Kickstart: The future hybrid office
The future hybrid office
Herman Miller Inc. knows that you’ve been working at home a lot, and that you expect you’ll still being working at home — at least part of the time — in the future as more firms embrace hybrid office work strategies.
So the office furniture maker is also embracing change, with a podcast that will examine “the future of work.” Ryan Anderson, vice president of global research and insights at Zeeland, Mich.-based Herman Miller, is hosting the Looking Forward podcast, which is available on most streaming platforms. The first guest for the podcast is an executive from Slack, a network that has seen a lot more use during the pandemic.
Obviously the company’s bread and butter has been the traditional office, but as Anderson notes in a short introduction to the series, it is also seeing some employers try to improve home work settings for a future “new normal” that will allow people to work from home at least a few days a week.
“If an employee spends two days a week working from home, that’s 40 percent of their work week when they’re not able to benefit from the ergonomic work settings that their office provides,” Anderson says.
Beyond the podcast, if you haven’t seen it yet, check out this story on how Herman Miller reengineered the Aeron chair to use ocean-bound plastics.
‘Rich vegan leather’?
If you’re of a certain age, you may remember the actor Ricardo Montalban talking about “rich Corinthian leather” in car ads.
The material was really just a marketing term, created to make the Chrysler Cordoba sound more exclusive than it was.
Now another marketing term is making the rounds: “vegan leather.”
The term has been used on occasion to sell vehicles using urethane or thermoplastic polyolefin for interior trim. Now Dow Inc. is using the term for the trim on a vehicle made using liquid silicone rubber as a leather alternative.
The material is being used in vehicles made by Chinese electric vehicle manufacturer Human Horizons for seat upholstery.
Four out of five dentists recommend bluetooth
There’s big business in toothbrushes. Or at least in the high-end toothbrushes marketed with bluetooth connectivity that sell at prices “starting” at $25.
New York-based Quip recently announced it had raised $100 million in new financing.

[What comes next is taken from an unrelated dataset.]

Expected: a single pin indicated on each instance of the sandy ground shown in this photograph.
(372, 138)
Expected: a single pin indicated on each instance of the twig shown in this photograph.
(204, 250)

The biggest new investor, Cowen Sustainable Investment, was partially lured by Quip’s stated goal to reduce plastic and packaging through its oral care products.
The funds will help build the company’s sales channels and design new products that will build on its line of refillable floss picks, mouthwash containers and smart toothbrushes, our sister paper Crain’s New York Business writes. Quip expects to sell 1 million units this year.
The company’s bluetooth-enabled toothbrush can be paired with a smartphone app to track your brushing routine. I suppose that’s a better way to track if your kids have actually brushed their teeth than just checking if the brush is wet. No word on if the app can make sure your other family members put the cap back on the toothpaste, however.